Step 3: OCR Using Google Cloud Vision API
We ran all stitched images (each containing 10 specimen images) through the Google Cloud Vision API through perform OCR. In addition to the text of each image, the API outputted the coordinates (bounding boxes) of each set of clustered words. To ensure we maintained specimen-level traceability through the stitching process, we included code that retained the file name and file size of each specimen. Both attributes played a critical piece in manipulating the stitched outputs back to their original (un-stitched) forms.
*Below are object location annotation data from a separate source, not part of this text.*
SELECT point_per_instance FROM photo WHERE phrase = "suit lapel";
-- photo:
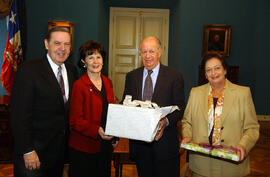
(228, 100)
(204, 99)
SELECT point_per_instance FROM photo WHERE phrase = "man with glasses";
(164, 86)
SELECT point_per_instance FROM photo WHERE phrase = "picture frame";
(66, 24)
(216, 39)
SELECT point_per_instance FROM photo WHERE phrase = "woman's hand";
(103, 135)
(241, 152)
(185, 140)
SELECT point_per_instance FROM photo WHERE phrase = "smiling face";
(58, 46)
(150, 52)
(93, 62)
(214, 71)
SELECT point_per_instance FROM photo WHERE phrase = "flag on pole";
(13, 50)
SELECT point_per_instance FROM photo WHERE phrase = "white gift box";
(135, 122)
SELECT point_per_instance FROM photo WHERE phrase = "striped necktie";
(148, 87)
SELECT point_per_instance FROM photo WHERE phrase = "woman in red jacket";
(90, 149)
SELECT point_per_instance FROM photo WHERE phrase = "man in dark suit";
(161, 157)
(39, 109)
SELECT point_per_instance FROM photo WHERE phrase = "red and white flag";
(13, 50)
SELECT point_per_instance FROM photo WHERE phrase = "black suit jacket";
(169, 90)
(39, 116)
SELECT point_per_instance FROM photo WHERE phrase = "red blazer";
(85, 113)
Step 4: Deconstructing the OCR Output
Each stitched image had up to 10 constituent specimen images. Utilizing the file sizes, we were able to identify the bounding boxes of each constituent specimen image (within the stitched files) and map it to its original file name, which contained the specimen ID and scientific name. From there, we parsed the text outputs so that it coincided with the constituent image. Through the process of stitching and deconstructing the specimen images, we were able to mimic the output we would have received running OCR individually on each specimen image… but at a tenth of the cost.
Step 5: Spell Check to Flag Poor Outputs
In certain instances, we came across specimen images that were not easily readable due to factors like text blurring, superimposed labels, and illegible handwriting. As a result, we anticipated the OCR results for certain specimen images would not be decipherable or usable. To strengthen the quality of extracted results, we incorporated an in-process spell check that flags unusable outputs based on pre-set Levenshtein distance thresholds. If any specimen image fails the spell check, the user is notified that the OCR output does not meet the specified robustness standards and requires manual inspection. The spell check step has been introduced as a quality control measure to bring attention to potentially inaccurate or faulty transcriptions.
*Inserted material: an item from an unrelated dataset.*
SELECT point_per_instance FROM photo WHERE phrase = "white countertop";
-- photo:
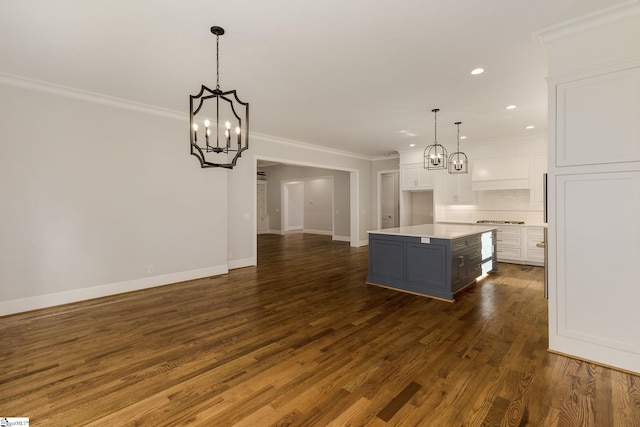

Step 6: Attribute Extraction
There are 5 attributes we extracted from each specimen image: specimen ID, scientific name (genus + species), name of the collector, date of specimen collection, and location of the specimen at the point of collection. Recognizing that each image file name contained the corresponding specimen ID and scientific name (e.g., EMEC8626 Aphthargelia symphoricarpi.txt or SBMNHENT133 Enallagma carunculatum.txt), we performed a direct lookup and parsed the information accordingly.
Extracting the collector name from each image required more creativity. When we first performed the scraping, we had 50,000 databased images at our disposal. Many of the collector names were frequent so we pulled the collector names from the databased images and performed a global lookup on the 400,000 non-databased images to check for matches. By using the lookup method, we were able to identify the collector name for 56% of our specimen images. Taking it a step further, we observed that the names on the specimen images were often followed by indicator words like “coll.” or “collector”. We then used Regex to characterize a search pattern to pull any names that prefaced the indicator words. In doing so, we were able to identify the collector name for an additional 22% of our specimen images.
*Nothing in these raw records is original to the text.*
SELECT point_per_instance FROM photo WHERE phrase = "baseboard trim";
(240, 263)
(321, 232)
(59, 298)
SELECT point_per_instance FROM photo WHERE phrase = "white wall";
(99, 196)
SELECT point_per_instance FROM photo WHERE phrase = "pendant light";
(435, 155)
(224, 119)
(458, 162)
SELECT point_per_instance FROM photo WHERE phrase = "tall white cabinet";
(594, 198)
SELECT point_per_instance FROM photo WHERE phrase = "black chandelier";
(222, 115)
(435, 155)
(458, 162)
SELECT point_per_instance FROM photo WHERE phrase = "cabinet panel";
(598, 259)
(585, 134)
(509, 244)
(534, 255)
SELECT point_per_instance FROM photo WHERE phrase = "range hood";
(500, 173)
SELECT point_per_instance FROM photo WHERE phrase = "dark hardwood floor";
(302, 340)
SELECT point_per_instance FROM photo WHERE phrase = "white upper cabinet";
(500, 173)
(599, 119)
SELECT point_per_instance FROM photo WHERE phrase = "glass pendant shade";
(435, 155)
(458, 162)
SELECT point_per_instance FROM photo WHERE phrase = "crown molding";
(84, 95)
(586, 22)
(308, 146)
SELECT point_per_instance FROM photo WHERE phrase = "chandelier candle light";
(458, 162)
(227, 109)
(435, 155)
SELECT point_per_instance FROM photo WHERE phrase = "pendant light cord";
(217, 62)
For the date of specimen collection, we exercised Regex to a similar degree by flagging 15 different permutations of date formats. Using Regex, we captured the collection date for 51% of our specimen images. For the remaining 49% of the images, we leveraged the Stanford Question Answering Dataset (SQuAD) with BERT. The identical approach was used for location of specimen collection, where we achieved accurate extraction across 67% of specimen images. Based on stakeholder feedback, 60% of the location extractions provided the desired granularity at the landmark, region, and/or county level.
Step 7: TSV Generation
As part of the pipeline, all extracted attributes are directly imported to a .tsv file to enable quick and easy information retrieval across the archive. The .tsv file also reflects the OCR output of each image to maintain traceback to the “raw data” used for the extractions.